Waitara Soccer Club
- Full name: Waitara Soccer Club Inc.
- Founded: 1905
- Ground: Manukorihi Park, Waitara
- Chairman: Jason Swete
- League: Taranaki Division 2
- 2025: Taranaki Division 2, 2nd of 8
- Website: https://www.sporty.co.nz/waitarasoccer
| Home colours | Away colours |

= Waitara Soccer Club =

Waitara Soccer Club is an association football club from North Taranaki, New Zealand. Its home ground and clubrooms are at Manukorihi Park in the town of Waitara adjacent to the Waitara River.

In its first year the Waitara club won the Julian Cup and with it the 1905 Taranaki Championship.

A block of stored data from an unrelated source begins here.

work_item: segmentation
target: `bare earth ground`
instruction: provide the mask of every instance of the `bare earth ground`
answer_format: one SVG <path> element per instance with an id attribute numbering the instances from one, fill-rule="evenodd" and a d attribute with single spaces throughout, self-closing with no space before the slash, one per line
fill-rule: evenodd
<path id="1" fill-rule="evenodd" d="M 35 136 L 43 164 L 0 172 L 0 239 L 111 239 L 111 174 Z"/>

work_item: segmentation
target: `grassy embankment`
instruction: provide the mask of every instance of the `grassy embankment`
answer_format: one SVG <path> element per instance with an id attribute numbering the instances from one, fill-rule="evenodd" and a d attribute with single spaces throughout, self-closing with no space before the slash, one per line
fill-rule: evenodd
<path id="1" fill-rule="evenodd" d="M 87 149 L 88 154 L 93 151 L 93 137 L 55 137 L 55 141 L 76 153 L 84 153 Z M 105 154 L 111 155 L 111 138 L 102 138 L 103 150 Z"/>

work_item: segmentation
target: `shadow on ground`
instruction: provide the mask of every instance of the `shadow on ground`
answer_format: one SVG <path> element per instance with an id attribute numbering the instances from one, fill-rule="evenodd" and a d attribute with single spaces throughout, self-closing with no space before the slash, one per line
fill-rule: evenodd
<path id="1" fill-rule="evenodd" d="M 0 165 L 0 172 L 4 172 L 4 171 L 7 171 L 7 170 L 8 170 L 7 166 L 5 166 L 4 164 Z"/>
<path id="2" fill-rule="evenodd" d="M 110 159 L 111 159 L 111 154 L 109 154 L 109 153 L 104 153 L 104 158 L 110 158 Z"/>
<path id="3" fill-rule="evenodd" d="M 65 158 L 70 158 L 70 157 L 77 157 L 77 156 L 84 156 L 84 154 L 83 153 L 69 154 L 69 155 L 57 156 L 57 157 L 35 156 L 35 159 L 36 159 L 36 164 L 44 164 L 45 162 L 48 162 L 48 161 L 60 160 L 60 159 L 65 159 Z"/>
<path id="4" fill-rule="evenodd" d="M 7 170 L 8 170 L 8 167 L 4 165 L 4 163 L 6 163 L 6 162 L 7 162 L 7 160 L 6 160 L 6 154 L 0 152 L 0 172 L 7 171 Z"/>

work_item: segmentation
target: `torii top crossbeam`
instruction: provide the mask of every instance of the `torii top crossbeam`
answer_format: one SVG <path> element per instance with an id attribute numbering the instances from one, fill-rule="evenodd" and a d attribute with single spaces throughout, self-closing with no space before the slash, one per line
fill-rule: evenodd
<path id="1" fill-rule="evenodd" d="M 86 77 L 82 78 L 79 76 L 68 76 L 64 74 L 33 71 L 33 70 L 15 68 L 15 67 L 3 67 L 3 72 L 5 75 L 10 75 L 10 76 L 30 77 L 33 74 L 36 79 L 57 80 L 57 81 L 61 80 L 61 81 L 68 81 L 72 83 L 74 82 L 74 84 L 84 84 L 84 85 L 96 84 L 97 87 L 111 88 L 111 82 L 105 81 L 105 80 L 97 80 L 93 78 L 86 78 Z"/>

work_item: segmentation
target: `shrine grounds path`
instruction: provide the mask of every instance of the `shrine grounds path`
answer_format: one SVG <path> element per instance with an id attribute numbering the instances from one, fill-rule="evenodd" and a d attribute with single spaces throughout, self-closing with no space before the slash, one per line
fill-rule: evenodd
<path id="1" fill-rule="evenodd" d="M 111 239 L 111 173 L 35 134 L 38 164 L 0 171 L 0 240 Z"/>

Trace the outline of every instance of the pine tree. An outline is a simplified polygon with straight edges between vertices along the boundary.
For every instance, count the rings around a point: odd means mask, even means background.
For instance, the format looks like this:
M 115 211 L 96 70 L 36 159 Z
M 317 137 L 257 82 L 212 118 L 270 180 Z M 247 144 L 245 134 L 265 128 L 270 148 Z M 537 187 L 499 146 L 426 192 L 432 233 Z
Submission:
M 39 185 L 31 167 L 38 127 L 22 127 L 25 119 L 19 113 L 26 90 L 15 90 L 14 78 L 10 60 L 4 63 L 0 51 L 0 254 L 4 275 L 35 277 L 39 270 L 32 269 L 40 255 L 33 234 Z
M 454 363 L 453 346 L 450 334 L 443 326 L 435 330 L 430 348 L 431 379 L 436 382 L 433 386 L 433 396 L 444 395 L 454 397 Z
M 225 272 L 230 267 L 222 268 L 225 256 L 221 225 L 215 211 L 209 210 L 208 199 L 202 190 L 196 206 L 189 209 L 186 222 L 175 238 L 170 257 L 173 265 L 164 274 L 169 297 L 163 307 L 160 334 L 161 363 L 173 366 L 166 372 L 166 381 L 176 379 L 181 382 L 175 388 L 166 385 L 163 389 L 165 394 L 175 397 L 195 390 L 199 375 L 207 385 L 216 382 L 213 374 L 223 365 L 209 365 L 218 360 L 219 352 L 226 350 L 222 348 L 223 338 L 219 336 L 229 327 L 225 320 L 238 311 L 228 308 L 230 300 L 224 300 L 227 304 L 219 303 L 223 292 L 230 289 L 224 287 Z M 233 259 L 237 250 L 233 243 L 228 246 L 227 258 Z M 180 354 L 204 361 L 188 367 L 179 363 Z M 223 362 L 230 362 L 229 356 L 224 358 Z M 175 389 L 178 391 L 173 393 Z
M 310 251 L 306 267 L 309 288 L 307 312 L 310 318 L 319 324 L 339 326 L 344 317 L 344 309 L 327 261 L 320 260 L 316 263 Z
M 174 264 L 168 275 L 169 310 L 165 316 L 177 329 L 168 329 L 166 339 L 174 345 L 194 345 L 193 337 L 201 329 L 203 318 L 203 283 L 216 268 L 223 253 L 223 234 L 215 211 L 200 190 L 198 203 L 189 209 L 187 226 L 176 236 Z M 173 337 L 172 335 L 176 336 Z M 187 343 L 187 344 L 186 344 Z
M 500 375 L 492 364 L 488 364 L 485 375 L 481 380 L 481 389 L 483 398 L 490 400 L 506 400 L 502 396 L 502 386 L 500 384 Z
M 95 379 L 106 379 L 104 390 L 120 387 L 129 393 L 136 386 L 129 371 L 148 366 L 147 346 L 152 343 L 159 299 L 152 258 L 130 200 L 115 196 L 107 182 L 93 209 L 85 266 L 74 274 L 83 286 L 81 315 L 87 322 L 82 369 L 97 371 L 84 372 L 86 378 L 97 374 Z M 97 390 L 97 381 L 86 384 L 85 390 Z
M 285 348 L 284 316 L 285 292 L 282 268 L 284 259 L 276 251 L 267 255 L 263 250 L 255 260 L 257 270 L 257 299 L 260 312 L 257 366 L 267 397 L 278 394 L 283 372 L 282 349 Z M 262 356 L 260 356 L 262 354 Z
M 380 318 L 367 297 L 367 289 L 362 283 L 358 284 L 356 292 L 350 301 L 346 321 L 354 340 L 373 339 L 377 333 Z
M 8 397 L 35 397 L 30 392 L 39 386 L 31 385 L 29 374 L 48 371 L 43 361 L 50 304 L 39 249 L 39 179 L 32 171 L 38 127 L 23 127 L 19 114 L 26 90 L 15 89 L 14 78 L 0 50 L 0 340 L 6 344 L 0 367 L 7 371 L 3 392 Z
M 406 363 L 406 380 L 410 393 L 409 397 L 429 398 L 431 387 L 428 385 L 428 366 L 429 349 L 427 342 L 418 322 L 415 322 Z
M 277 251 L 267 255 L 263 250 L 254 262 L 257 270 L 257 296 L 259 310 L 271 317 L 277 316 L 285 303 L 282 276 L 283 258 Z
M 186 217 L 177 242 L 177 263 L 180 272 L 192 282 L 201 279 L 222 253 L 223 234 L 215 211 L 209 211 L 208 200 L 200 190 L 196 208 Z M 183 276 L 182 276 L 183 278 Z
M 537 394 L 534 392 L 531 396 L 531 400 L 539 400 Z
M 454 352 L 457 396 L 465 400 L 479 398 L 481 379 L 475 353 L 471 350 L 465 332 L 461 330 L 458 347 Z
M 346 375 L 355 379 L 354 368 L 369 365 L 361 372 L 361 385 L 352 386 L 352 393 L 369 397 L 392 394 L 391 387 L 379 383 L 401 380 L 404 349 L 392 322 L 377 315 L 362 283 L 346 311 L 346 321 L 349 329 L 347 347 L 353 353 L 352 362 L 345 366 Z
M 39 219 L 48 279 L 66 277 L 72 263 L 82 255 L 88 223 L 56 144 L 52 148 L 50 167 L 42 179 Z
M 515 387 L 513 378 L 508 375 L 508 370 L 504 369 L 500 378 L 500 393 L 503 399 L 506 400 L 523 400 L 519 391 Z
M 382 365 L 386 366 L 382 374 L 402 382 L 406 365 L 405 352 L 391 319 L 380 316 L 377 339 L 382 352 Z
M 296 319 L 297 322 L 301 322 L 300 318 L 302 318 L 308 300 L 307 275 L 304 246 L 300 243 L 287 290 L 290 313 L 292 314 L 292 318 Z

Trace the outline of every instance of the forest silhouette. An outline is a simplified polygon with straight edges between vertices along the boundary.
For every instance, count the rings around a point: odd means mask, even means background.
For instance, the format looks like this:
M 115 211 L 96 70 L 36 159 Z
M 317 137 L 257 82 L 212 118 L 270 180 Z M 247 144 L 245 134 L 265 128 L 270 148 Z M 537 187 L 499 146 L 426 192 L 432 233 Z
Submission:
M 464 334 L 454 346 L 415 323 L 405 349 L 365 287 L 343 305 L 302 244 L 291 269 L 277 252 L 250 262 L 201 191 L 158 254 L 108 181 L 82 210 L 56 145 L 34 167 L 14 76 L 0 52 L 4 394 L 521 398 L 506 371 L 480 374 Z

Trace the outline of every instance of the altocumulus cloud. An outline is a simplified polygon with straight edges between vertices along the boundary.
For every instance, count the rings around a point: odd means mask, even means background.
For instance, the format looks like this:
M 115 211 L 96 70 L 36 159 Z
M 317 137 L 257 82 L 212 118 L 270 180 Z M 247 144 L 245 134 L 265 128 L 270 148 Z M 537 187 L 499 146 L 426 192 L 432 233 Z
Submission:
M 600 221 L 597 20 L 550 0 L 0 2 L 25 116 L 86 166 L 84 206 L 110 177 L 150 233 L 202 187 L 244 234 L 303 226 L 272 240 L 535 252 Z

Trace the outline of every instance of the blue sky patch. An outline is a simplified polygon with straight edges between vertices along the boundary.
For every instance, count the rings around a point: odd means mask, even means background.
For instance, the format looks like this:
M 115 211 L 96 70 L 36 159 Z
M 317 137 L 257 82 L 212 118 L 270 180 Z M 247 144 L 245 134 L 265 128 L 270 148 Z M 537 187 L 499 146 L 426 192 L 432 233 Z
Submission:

In September 1905 the champion Waitara side played a match against Corinthians, the touring Auckland champions, at the Camp Reserve, Waitara.

Waitara has competed for the Chatham Cup, with their best performance coming in the 1965 tournament, when they reached the fifth round. The 1965 cup run included wins against Spotswood College, Taranaki champions Moturoa, Whanganui champions Wanganui United, before being defeated by Hawke's Bay champions Napier Rovers. Waitara last competed for the Chatham Cup in 2008 and were knocked out at Manukorihi Park in the second round of the competition by Napier City Rovers.

== Honours ==
Taranaki Premiership - 2007, 2008.

Taranaki Championship (Julian Cup) - 1905, 1938, 1966, 1977.

Duff Rose Bowl - 1937, 1938, 1965, 2008.